Face à l’aggravation du stress hydrique, le Maroc poursuit le déploiement de sa stratégie nationale de l’eau. L’Agence du bassin hydraulique du Sebou a annoncé le lancement d’une étude de faisabilité visant à interconnecter trois sous-bassins versants majeurs de cette région.
L’étude, dont l’appel d’offres a été récemment publié, porte sur le raccordement des bassins de l’Oued Sebou, de l’Oued Fouarat et de l’Oued Grou. L’objectif est de mieux gérer les transferts d’eau en période de sécheresse et d’optimiser l’utilisation des ressources disponibles.

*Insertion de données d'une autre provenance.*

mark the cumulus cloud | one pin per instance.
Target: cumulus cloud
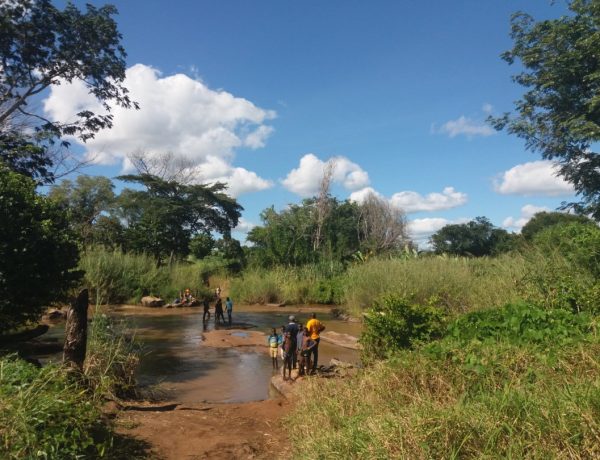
(533, 178)
(487, 108)
(178, 114)
(411, 202)
(244, 226)
(527, 212)
(415, 202)
(466, 126)
(306, 178)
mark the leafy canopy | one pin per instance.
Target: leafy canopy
(162, 218)
(559, 113)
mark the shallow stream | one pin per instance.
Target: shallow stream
(179, 366)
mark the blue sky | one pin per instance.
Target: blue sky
(397, 91)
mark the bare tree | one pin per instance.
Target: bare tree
(167, 166)
(322, 205)
(382, 227)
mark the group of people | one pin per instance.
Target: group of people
(218, 308)
(297, 345)
(185, 299)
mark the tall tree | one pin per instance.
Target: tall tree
(37, 249)
(86, 199)
(382, 227)
(476, 238)
(162, 218)
(559, 114)
(41, 46)
(542, 220)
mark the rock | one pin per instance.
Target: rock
(55, 315)
(151, 301)
(287, 388)
(343, 340)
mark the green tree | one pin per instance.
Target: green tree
(559, 114)
(162, 219)
(201, 245)
(41, 46)
(542, 220)
(37, 249)
(86, 199)
(476, 238)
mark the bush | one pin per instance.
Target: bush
(38, 251)
(394, 324)
(111, 360)
(43, 414)
(520, 323)
(116, 277)
(460, 284)
(497, 398)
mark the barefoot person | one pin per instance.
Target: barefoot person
(315, 327)
(289, 350)
(306, 347)
(274, 340)
(206, 315)
(219, 311)
(229, 308)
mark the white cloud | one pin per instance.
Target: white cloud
(244, 226)
(178, 114)
(306, 178)
(466, 126)
(527, 212)
(411, 202)
(533, 178)
(415, 202)
(487, 108)
(360, 195)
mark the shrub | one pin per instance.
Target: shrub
(45, 415)
(394, 324)
(519, 323)
(460, 284)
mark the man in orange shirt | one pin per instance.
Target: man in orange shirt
(315, 327)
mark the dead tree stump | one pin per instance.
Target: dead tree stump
(76, 332)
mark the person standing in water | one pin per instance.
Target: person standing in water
(219, 311)
(274, 340)
(206, 315)
(315, 327)
(229, 308)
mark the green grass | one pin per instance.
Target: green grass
(458, 283)
(117, 277)
(51, 413)
(496, 398)
(292, 285)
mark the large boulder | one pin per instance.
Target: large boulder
(151, 301)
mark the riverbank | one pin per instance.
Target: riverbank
(250, 430)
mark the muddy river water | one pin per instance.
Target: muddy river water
(177, 364)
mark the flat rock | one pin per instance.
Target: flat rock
(342, 340)
(151, 301)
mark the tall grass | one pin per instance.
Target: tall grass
(458, 283)
(44, 414)
(51, 413)
(292, 285)
(117, 277)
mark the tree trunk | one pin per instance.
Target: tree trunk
(76, 332)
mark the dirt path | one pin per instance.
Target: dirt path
(209, 431)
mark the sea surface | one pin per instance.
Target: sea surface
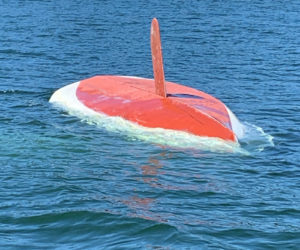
(71, 183)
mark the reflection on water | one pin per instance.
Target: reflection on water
(159, 177)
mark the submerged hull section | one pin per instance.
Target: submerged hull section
(134, 99)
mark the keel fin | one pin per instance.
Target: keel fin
(157, 60)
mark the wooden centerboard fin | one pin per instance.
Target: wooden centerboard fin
(157, 60)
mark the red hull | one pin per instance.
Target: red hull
(133, 99)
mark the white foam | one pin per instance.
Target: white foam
(256, 139)
(237, 127)
(66, 99)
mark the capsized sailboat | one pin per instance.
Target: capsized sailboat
(153, 103)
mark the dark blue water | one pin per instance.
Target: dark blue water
(66, 183)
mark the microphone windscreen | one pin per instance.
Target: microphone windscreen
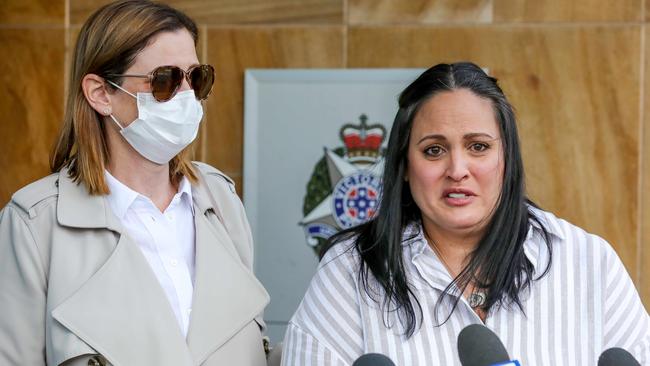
(617, 356)
(373, 359)
(479, 346)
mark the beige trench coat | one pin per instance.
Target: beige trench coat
(75, 290)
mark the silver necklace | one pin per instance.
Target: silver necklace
(477, 299)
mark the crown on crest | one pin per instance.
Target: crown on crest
(363, 142)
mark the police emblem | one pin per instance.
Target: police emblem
(345, 186)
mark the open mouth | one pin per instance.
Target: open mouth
(457, 195)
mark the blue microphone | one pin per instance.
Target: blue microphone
(373, 359)
(479, 346)
(617, 357)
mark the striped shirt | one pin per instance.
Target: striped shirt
(584, 305)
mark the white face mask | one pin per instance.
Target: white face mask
(162, 130)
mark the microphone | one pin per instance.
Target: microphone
(373, 359)
(617, 357)
(479, 346)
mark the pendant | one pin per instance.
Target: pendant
(477, 299)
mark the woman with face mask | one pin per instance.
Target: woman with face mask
(128, 253)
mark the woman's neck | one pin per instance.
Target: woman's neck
(453, 249)
(143, 176)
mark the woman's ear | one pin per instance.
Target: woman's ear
(94, 88)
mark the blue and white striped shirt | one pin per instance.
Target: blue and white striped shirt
(585, 304)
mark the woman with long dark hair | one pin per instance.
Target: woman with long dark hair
(456, 242)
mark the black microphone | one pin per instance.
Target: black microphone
(373, 359)
(617, 357)
(479, 346)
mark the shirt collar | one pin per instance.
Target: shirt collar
(122, 197)
(535, 248)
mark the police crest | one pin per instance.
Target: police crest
(345, 186)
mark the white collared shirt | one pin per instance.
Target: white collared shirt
(585, 304)
(165, 238)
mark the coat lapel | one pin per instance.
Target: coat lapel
(121, 311)
(227, 296)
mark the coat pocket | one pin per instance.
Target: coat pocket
(69, 350)
(86, 360)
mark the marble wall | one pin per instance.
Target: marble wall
(575, 71)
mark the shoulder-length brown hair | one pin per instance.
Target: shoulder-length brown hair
(108, 43)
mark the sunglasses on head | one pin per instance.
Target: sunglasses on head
(165, 80)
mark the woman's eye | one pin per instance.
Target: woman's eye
(479, 147)
(433, 151)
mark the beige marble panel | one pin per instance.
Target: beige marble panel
(232, 51)
(237, 11)
(576, 90)
(31, 106)
(644, 271)
(41, 12)
(419, 11)
(568, 11)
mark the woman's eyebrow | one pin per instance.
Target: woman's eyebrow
(431, 137)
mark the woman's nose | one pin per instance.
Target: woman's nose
(185, 85)
(458, 167)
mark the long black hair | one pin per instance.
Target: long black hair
(498, 265)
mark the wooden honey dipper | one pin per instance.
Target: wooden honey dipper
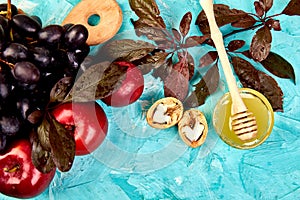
(243, 122)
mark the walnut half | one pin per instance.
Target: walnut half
(193, 128)
(165, 113)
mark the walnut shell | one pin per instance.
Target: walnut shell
(193, 128)
(165, 113)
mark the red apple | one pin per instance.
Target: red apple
(18, 176)
(131, 89)
(89, 122)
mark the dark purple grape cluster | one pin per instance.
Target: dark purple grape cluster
(32, 59)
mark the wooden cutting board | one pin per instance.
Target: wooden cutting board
(110, 19)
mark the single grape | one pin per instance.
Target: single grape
(41, 57)
(5, 25)
(9, 124)
(59, 60)
(51, 35)
(16, 52)
(25, 25)
(67, 26)
(2, 38)
(38, 19)
(5, 85)
(26, 72)
(14, 10)
(76, 36)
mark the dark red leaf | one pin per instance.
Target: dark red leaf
(148, 10)
(176, 83)
(235, 45)
(257, 80)
(207, 86)
(223, 14)
(293, 8)
(245, 22)
(151, 61)
(189, 60)
(176, 34)
(208, 59)
(247, 54)
(150, 30)
(185, 24)
(164, 70)
(126, 49)
(193, 41)
(274, 24)
(278, 66)
(261, 44)
(259, 8)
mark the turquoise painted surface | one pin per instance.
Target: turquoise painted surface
(137, 162)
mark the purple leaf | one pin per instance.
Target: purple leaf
(208, 59)
(185, 24)
(261, 44)
(260, 81)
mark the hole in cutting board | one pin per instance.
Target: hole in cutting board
(94, 20)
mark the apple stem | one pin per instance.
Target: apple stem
(13, 169)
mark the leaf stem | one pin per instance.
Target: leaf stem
(242, 30)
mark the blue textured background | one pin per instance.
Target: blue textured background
(137, 162)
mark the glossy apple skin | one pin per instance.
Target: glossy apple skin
(131, 89)
(89, 122)
(25, 181)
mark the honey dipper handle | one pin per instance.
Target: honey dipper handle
(216, 35)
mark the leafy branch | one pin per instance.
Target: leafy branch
(168, 56)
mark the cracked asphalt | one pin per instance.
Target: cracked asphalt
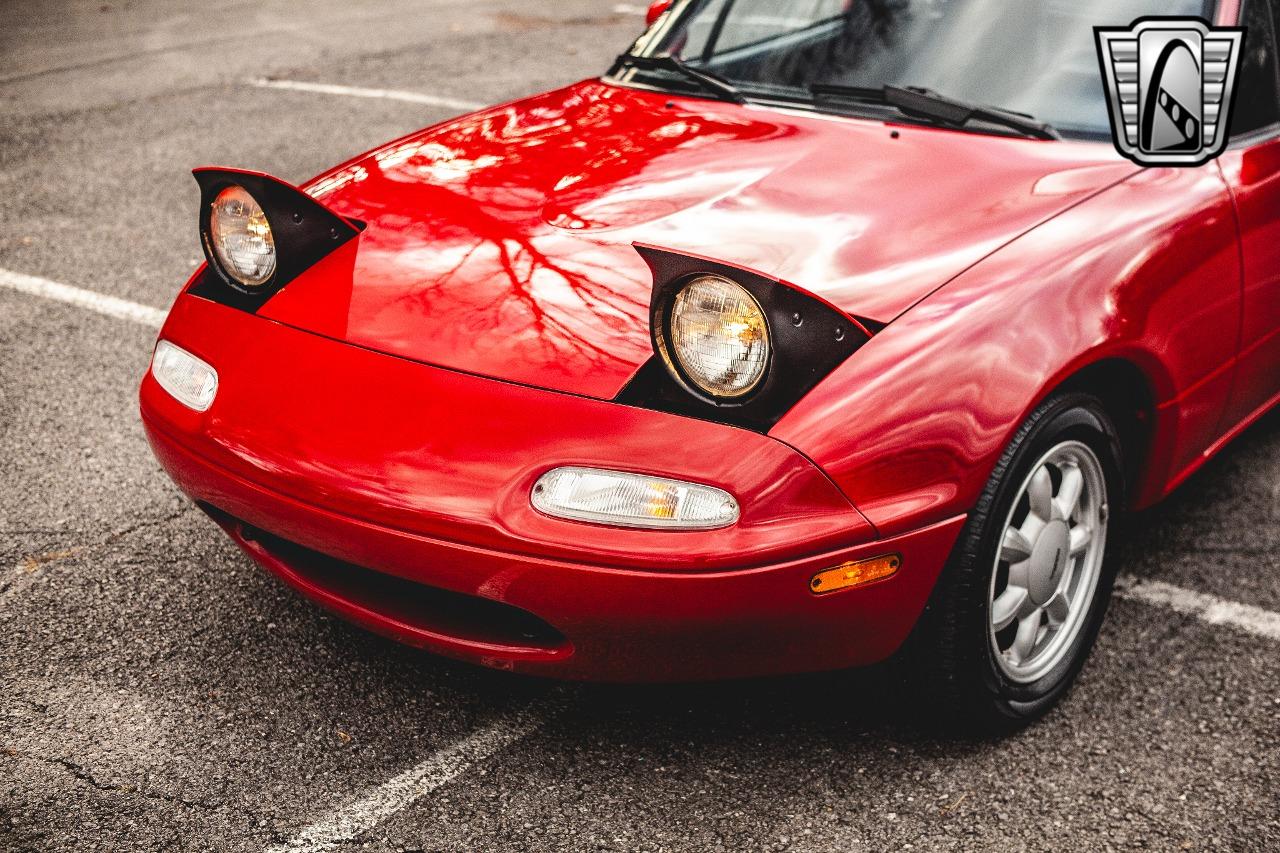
(160, 693)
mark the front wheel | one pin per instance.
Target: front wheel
(1016, 611)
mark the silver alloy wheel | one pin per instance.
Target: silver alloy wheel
(1050, 560)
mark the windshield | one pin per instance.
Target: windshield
(1031, 56)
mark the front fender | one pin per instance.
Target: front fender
(912, 427)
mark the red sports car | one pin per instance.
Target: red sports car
(794, 342)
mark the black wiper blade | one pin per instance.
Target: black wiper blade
(926, 103)
(708, 81)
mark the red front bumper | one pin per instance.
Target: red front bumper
(327, 461)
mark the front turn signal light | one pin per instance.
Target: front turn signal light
(187, 379)
(855, 574)
(627, 500)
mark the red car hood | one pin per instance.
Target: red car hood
(501, 243)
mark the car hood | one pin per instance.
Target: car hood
(502, 243)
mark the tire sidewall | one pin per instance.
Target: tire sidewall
(1065, 418)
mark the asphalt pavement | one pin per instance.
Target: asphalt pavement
(158, 692)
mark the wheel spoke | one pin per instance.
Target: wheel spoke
(1006, 607)
(1080, 539)
(1059, 607)
(1024, 643)
(1015, 547)
(1040, 492)
(1069, 492)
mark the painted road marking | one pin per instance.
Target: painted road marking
(356, 91)
(100, 302)
(396, 794)
(1205, 607)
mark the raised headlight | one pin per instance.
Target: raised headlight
(717, 337)
(242, 238)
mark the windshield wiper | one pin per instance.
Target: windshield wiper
(924, 103)
(709, 82)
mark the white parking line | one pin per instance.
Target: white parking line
(398, 793)
(1207, 609)
(100, 302)
(356, 91)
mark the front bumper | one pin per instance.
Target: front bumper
(327, 463)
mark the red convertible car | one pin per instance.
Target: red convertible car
(812, 334)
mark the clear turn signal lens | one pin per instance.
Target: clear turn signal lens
(632, 500)
(187, 379)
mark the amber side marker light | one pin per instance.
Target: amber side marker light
(855, 574)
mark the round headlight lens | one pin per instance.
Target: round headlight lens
(242, 237)
(720, 337)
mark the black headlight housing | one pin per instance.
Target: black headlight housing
(304, 231)
(808, 338)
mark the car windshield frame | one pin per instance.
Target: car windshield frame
(654, 44)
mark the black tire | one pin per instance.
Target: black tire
(951, 669)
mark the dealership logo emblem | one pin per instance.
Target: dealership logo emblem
(1170, 83)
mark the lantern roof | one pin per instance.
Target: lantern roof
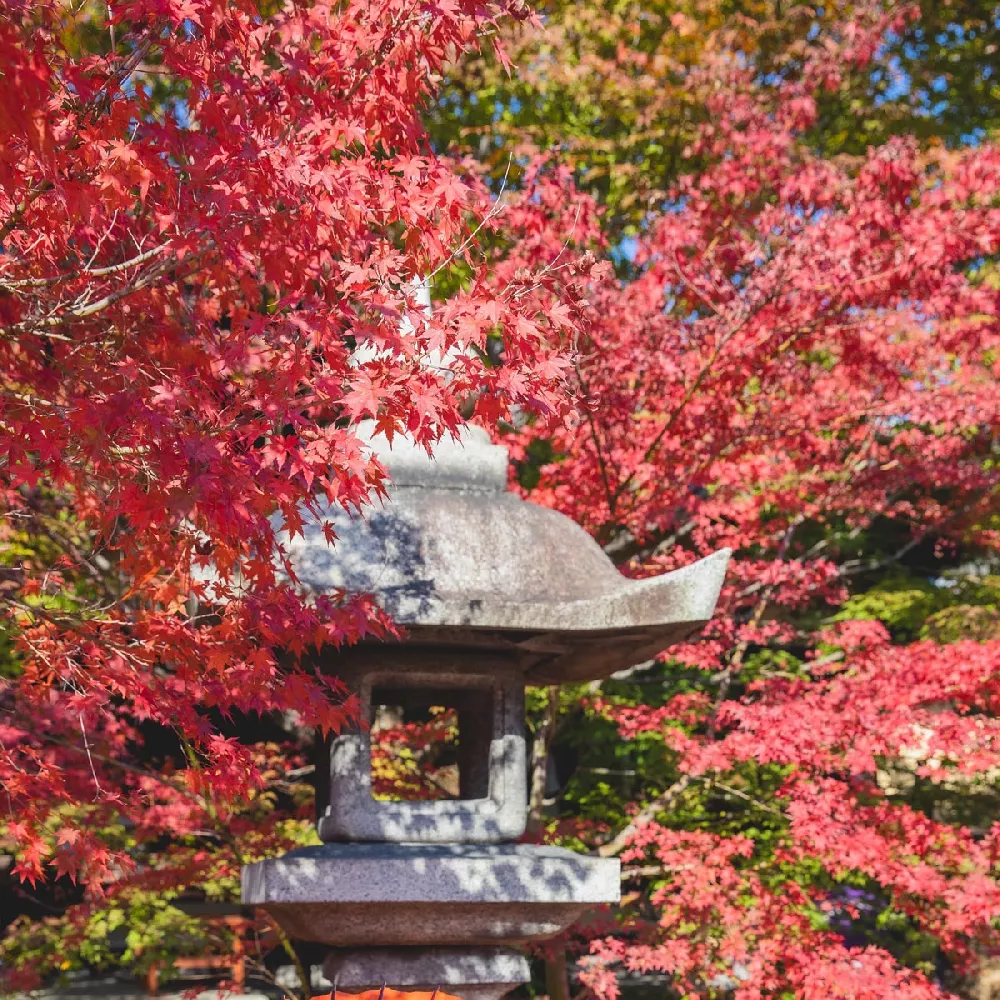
(459, 560)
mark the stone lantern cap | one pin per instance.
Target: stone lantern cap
(459, 560)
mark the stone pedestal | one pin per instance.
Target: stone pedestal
(471, 973)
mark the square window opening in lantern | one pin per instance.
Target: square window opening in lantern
(430, 744)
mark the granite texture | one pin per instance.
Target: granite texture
(492, 763)
(470, 973)
(352, 895)
(452, 553)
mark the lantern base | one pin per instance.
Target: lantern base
(469, 973)
(354, 895)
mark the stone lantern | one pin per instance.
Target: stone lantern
(495, 594)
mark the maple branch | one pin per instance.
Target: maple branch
(645, 815)
(495, 209)
(595, 437)
(541, 744)
(691, 390)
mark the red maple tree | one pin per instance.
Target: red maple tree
(212, 225)
(212, 219)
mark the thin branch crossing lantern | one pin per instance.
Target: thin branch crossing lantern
(495, 594)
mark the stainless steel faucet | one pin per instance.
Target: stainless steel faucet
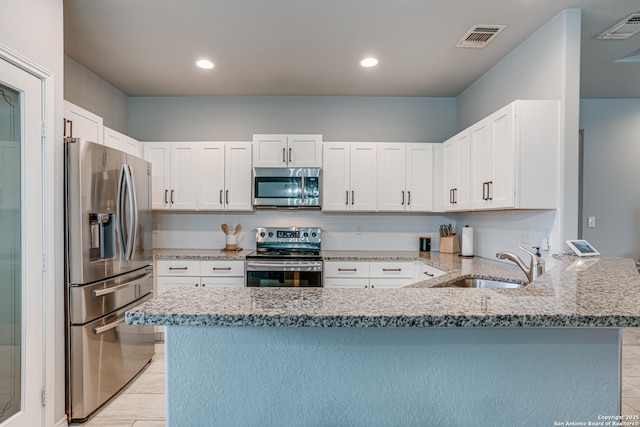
(536, 266)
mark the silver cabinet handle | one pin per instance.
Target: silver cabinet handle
(102, 329)
(102, 292)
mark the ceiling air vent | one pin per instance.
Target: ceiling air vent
(623, 29)
(480, 35)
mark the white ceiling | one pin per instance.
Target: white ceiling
(313, 47)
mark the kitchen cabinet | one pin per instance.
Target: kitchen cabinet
(174, 174)
(224, 176)
(81, 123)
(120, 141)
(200, 274)
(514, 157)
(456, 155)
(293, 151)
(405, 177)
(349, 176)
(368, 274)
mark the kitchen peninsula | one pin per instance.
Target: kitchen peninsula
(421, 355)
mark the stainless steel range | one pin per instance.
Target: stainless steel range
(286, 257)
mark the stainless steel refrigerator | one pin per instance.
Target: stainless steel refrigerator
(108, 265)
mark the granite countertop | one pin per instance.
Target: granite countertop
(199, 254)
(596, 292)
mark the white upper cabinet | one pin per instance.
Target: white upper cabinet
(349, 176)
(81, 123)
(299, 151)
(405, 177)
(514, 157)
(456, 155)
(224, 176)
(174, 174)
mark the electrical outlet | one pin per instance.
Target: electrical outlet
(525, 237)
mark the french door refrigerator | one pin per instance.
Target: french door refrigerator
(108, 268)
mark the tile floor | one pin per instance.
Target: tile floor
(142, 403)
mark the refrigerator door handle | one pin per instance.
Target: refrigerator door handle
(120, 225)
(133, 213)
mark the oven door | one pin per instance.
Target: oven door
(284, 273)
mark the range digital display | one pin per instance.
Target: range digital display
(288, 234)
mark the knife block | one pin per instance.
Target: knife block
(450, 244)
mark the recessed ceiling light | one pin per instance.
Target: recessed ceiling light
(205, 64)
(369, 62)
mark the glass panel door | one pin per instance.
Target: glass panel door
(21, 248)
(10, 254)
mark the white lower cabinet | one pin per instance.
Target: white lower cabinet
(195, 273)
(368, 274)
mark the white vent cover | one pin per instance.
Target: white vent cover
(623, 29)
(480, 35)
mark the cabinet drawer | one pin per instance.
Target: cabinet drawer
(338, 283)
(346, 269)
(222, 268)
(391, 269)
(177, 268)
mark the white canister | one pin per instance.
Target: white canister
(467, 241)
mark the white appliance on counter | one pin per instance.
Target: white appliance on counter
(108, 270)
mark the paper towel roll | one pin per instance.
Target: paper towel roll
(467, 241)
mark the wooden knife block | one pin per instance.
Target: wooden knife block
(450, 244)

Un projet structurant pour la région
Cette interconnexion permettrait de compenser les déficits localisés en redirigeant l’eau excédentaire d’un bassin vers un autre. Le projet concerne principalement les provinces de Kénitra, Sidi Kacem, Meknès et Fès, zones agricoles et urbaines fortement dépendantes du réseau hydraulique du Sebou.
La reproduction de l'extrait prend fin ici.